Sonra yaşlı bir zat bir asa'ya dayanarak geldi. Yanlarında oturduğum cemaat:
Kim cennet ehlinden bir adam'a bakmakla sevinmek isterse bu zat'a baksın,
dediler. Bu zat bir sütun'un arkasında durup iki rek'at namaz kıldı. Sonra ben
kalkıp o'nun yanına vardım. ve o'na :
Cemaatin bazısı
şöyle şöyle söyledi, dedim. Bu yaşlı zat: Hamd Allah'adır. Cennet Allahındır,
dilediğini ona dahil eder. Resulullah (Sallallahu Aleyhi ve Sellem) hayatta
iken ben bir rü'ya gördüm. Rü'yam da şunu gördüm: Sanki bir adam bana gelerek:
Yürü, dedi. Bende onunla beraber gittim. Beni büyük bir yol'a götürdü. Sonra
sol tarafımda kalan bir yol bana gösterildi. Ben de o yol'a gitmek istedim
fakat adam: Sen bu yol'un halkından değilsin, dedi. Daha sonra sağımdaki bir
yol bana gösterildi. Ben de o yol'a girdim. Nihayet kaygan bir dağ'a vardım.
Adam elimi tutup beni (yukarı) fırlattı. Ben o anda dağın zirvesinde oldum
fakat durup tutunamadım. O esnada tepesinde altından bir kulp bulunan demirden
bir direk göründü. Adam elimden tutup beni fırlattı. Nihayet ben o kulp'u
tutum. Adam: Sarıldın mı? dedi.Ben de: Evet, dedim. Sonra adam ayağı ile direğe
vurup devirdi. Ben de kulp'a sarılı kaldım.
Yaşlı zat
(devamla) dediki: Ben rü'yamı Nebi (Sallallahu Aleyhi ve Sellem)'e anlattım.

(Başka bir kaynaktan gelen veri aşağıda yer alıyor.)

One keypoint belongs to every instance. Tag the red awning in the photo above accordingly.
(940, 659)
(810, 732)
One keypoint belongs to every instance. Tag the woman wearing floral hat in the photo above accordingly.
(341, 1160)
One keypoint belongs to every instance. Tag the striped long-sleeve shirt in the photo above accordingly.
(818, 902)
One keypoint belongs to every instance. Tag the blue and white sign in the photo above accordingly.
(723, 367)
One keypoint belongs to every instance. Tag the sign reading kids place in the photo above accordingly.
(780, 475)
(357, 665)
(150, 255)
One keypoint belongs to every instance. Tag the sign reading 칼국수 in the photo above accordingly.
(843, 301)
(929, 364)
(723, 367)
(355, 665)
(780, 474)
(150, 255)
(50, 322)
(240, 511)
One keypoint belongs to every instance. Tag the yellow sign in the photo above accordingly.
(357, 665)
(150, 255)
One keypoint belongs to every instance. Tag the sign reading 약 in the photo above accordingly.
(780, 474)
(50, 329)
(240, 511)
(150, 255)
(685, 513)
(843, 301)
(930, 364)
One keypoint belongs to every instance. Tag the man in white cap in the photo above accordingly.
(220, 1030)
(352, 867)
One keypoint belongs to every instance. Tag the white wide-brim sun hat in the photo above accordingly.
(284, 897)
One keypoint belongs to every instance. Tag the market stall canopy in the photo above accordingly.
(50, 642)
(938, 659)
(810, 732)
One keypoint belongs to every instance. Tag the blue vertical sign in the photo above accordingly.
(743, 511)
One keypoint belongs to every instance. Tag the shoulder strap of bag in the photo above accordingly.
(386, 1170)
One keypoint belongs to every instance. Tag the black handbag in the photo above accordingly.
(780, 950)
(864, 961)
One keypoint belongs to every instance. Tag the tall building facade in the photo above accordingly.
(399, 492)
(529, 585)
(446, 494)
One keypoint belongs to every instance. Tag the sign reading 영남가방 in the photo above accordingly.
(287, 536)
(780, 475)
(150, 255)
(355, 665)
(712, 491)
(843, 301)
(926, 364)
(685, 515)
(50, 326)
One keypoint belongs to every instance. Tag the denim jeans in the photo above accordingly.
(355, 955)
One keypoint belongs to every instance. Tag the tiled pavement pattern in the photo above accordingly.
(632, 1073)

Buyurdu ki: «Sen hayırlı bir rü'ya gördün. Büyük yol mahşerdir. (Sonra) senin sol
tarafında gösterilen yol cehennem halkının yoludur. Sen o yolun ehlinden
değilsin. (Sonra) senin sağ tarafında gösterilen yol cennet ehlinin yoludur.
Kaygan dağ'a gelince o şehidlerin makamıdır. (Sen şehid olmayacaksın) Tuttuğun
kulp ise İslam kulbudur. Bu itibarla sen ölünceye kadar bu kulp'a sarılmaya
devam et.»
(İşte) ben bundan
dolayı cennet ehlinden olmayı umarım (Hareşe demiştir ki) Sonra bu yaşlı zat'ın
Abdullah bin Selam olduğunu öğrendim.